26 Feb 2024 | Aengus Lynch, Phillip Guo, Aidan Ewart, Stephen Casper, Dylan Hadfield-Menell
This paper addresses the challenge of evaluating the robustness and competitiveness of unlearning techniques in large language models (LLMs). The authors survey existing methods and limitations of unlearning evaluations and apply a comprehensive set of tests to the "Who's Harry Potter" (WHP) model from Eldan and Russinovich (2023). Key findings include:
1. **Generalization and Robustness**: The WHP model shows consistent generalization under the "Familiarity" metric, which measures the model's ability to complete Harry Potter-related tasks.

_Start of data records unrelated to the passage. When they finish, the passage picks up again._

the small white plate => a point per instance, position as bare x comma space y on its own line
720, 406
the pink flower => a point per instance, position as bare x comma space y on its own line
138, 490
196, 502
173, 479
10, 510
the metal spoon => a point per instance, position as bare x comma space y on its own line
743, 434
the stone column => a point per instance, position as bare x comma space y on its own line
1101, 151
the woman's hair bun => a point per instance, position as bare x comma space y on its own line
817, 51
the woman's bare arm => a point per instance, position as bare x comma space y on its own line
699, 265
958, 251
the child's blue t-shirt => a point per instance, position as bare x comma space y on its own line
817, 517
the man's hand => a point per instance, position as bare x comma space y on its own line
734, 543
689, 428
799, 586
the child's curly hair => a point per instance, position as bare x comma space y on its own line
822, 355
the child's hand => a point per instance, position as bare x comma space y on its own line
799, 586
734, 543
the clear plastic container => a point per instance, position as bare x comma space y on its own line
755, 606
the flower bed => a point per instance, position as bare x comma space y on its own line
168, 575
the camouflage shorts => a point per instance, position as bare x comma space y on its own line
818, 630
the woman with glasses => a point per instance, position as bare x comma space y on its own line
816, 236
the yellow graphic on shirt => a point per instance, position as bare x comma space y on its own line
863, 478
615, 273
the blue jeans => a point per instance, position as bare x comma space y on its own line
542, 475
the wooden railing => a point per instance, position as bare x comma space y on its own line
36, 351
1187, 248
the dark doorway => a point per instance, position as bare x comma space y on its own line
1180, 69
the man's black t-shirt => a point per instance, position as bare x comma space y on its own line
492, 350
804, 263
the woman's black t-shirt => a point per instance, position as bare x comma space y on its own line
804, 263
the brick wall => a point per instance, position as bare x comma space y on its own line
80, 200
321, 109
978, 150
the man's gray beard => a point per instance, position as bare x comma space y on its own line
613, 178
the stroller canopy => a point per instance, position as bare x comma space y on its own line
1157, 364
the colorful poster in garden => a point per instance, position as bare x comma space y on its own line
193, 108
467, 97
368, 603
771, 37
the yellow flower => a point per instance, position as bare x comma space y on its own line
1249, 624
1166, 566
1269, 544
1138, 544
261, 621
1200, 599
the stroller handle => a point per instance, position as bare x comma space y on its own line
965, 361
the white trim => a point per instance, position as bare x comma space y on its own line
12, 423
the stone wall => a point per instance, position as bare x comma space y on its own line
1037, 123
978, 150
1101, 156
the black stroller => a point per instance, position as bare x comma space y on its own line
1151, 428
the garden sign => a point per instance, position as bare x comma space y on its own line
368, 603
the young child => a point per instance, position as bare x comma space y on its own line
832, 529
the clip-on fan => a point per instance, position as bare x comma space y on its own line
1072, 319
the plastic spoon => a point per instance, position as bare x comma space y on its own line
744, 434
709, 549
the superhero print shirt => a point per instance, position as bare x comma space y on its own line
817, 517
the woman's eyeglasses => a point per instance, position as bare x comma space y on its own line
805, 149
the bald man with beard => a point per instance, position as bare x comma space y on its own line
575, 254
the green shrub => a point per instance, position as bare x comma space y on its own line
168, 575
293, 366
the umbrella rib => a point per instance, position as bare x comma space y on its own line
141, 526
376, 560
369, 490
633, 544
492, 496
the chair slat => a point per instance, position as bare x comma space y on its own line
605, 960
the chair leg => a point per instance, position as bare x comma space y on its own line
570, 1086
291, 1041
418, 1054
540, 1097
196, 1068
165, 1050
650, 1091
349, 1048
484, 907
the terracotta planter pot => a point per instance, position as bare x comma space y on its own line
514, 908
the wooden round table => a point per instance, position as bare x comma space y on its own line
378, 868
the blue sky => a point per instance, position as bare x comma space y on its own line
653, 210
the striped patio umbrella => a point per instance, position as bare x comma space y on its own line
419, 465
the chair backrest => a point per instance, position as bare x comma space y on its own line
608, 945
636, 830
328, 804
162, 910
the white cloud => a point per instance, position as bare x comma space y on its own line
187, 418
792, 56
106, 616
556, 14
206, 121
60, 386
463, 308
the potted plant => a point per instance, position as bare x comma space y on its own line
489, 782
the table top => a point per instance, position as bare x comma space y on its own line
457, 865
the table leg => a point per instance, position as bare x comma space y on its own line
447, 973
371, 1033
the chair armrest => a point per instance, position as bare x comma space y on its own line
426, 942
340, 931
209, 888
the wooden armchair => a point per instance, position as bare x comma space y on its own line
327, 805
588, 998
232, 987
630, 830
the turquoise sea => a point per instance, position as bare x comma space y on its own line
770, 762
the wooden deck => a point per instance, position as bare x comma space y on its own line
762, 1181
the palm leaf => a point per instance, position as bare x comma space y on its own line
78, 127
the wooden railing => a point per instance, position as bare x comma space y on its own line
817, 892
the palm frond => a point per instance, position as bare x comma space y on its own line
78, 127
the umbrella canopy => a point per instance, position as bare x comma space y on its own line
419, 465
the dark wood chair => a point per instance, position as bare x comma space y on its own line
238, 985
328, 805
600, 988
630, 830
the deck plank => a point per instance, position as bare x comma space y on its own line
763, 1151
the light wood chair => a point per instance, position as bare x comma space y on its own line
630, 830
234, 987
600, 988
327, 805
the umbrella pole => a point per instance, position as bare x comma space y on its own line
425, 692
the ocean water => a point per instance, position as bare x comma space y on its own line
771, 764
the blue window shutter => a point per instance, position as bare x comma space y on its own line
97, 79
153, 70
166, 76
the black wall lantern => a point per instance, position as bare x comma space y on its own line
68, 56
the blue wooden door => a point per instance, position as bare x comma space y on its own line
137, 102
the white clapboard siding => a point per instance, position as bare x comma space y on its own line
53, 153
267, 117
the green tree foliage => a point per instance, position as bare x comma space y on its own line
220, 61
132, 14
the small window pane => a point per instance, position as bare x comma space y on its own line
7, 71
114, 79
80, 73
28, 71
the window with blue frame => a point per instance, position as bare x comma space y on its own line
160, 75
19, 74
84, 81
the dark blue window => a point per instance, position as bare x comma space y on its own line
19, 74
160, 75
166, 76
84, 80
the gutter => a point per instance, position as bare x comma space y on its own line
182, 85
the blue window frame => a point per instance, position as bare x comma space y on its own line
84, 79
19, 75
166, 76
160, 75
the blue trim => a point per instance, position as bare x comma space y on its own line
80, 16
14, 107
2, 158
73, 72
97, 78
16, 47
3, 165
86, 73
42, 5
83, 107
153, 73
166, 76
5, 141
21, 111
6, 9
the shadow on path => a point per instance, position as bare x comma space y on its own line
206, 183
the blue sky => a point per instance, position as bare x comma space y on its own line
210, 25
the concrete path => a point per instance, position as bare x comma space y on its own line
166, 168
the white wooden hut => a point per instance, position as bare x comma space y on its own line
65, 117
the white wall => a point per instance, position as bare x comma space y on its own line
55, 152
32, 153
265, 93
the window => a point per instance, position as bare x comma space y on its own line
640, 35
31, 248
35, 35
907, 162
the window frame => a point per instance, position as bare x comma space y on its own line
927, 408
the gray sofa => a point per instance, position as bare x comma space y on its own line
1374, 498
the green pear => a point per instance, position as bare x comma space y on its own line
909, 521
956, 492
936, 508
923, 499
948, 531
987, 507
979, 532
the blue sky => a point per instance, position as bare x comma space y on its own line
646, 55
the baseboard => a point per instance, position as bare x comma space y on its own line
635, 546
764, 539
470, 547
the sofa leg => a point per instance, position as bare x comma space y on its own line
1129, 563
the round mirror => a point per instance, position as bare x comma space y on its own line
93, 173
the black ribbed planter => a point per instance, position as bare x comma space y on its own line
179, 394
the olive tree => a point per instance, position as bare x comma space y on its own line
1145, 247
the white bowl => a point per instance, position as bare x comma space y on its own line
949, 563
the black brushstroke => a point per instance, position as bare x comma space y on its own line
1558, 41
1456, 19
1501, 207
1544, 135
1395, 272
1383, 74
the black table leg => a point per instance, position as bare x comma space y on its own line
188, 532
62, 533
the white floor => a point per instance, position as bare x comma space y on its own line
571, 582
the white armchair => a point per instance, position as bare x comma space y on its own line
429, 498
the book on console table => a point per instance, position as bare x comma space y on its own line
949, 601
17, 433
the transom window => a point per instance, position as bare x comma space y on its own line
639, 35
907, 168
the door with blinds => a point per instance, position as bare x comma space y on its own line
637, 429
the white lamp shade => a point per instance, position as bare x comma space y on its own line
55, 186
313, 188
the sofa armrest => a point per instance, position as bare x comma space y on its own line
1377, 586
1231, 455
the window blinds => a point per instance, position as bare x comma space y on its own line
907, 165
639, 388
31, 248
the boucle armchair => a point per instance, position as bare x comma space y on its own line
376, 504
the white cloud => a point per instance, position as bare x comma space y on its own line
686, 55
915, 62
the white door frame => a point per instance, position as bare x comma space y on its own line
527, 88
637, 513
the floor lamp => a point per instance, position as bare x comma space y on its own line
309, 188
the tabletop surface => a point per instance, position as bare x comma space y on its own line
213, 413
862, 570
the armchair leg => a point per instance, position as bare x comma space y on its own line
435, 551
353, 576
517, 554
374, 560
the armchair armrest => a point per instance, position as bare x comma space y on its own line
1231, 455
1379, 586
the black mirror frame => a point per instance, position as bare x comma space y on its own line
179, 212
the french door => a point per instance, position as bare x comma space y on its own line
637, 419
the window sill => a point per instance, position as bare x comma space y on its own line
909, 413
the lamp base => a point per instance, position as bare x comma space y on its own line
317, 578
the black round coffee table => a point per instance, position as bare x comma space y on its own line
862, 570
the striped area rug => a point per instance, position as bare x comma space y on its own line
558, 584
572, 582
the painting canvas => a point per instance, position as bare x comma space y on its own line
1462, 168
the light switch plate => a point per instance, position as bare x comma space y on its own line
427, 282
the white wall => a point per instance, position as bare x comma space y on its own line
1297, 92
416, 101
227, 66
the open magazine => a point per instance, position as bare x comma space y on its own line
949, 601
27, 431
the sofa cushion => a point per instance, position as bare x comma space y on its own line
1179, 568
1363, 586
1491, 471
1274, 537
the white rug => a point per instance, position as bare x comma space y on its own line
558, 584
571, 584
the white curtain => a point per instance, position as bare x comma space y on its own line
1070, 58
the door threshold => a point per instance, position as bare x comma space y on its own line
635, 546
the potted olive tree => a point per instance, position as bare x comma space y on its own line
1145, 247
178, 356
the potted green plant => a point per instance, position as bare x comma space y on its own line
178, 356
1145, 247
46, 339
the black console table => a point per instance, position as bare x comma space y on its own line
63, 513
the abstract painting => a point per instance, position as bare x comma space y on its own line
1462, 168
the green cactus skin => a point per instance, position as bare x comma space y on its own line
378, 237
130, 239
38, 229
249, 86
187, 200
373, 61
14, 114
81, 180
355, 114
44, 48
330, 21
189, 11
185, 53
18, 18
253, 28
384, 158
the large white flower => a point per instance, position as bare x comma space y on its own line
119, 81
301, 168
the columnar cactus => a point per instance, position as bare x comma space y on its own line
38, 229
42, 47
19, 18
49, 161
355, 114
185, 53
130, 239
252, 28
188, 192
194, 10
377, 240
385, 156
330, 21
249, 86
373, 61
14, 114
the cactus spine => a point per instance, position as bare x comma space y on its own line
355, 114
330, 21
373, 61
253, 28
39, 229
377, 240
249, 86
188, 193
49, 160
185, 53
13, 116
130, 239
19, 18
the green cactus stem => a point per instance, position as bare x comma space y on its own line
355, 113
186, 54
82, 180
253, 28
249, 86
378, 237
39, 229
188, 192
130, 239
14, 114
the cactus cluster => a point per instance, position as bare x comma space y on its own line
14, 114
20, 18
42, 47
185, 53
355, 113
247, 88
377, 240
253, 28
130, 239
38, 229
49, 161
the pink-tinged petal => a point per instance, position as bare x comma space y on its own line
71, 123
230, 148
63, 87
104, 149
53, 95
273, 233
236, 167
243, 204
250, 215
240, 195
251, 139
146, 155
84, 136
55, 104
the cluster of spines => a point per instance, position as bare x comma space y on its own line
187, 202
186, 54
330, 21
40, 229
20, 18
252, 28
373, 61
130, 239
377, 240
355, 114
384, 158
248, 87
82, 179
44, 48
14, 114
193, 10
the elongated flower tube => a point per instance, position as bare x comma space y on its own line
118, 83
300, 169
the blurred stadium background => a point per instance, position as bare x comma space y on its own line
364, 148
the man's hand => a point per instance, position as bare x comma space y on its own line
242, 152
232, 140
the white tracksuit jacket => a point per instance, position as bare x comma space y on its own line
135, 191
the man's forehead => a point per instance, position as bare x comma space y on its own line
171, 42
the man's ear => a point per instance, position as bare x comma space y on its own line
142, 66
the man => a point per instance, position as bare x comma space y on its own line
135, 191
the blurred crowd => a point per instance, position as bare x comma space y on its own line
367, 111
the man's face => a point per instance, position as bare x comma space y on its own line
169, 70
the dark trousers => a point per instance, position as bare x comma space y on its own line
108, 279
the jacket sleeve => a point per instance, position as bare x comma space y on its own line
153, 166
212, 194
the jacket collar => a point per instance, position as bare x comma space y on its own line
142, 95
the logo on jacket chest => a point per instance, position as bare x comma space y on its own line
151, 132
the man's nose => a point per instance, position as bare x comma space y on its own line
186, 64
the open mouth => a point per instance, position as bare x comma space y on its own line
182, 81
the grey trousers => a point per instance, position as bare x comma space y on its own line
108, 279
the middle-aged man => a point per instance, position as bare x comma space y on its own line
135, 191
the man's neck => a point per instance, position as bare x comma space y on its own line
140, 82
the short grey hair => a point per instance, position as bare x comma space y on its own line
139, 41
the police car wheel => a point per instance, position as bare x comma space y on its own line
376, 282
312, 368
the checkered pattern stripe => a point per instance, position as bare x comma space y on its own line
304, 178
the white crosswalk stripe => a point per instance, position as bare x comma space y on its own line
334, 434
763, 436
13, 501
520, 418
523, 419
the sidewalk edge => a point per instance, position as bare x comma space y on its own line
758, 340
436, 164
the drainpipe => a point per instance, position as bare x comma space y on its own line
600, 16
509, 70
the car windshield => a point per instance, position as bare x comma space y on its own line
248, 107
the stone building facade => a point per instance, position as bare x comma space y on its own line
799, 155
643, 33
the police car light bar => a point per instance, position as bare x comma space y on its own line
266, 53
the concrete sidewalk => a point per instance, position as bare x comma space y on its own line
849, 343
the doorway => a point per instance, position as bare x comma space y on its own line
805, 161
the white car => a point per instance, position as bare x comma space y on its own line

However, higher-than-baseline amounts of knowledge can be extracted using adversarial methods.
2. **Competitiveness**: The WHP model performs on par with the original model on Harry Potter Q&A tasks, indicating that unlearning does not significantly impact its performance.
3. **Latent Knowledge**: The WHP model retains comparable latent knowledge to the original model, suggesting that unlearning methods may not completely remove all undesirable knowledge.
4. **Side Effects**: The WHP model exhibits collateral unlearning in related domains, such as English Mythology and Harry Potter film production, indicating potential unintended consequences.
The authors emphasize the importance of comprehensive and adversarial evaluations to ensure that unlearning techniques are robust and effective. They also highlight the need for further research to develop more robust unlearning methods that can deeply remove undesirable knowledge.This paper addresses the challenge of evaluating the robustness and competitiveness of unlearning techniques in large language models (LLMs). The authors survey existing methods and limitations of unlearning evaluations and apply a comprehensive set of tests to the "Who's Harry Potter" (WHP) model from Eldan and Russinovich (2023). Key findings include:
1. **Generalization and Robustness**: The WHP model shows consistent generalization under the "Familiarity" metric, which measures the model's ability to complete Harry Potter-related tasks. However, higher-than-baseline amounts of knowledge can be extracted using adversarial methods.
2. **Competitiveness**: The WHP model performs on par with the original model on Harry Potter Q&A tasks, indicating that unlearning does not significantly impact its performance.
3. **Latent Knowledge**: The WHP model retains comparable latent knowledge to the original model, suggesting that unlearning methods may not completely remove all undesirable knowledge.
4. **Side Effects**: The WHP model exhibits collateral unlearning in related domains, such as English Mythology and Harry Potter film production, indicating potential unintended consequences.
The authors emphasize the importance of comprehensive and adversarial evaluations to ensure that unlearning techniques are robust and effective. They also highlight the need for further research to develop more robust unlearning methods that can deeply remove undesirable knowledge.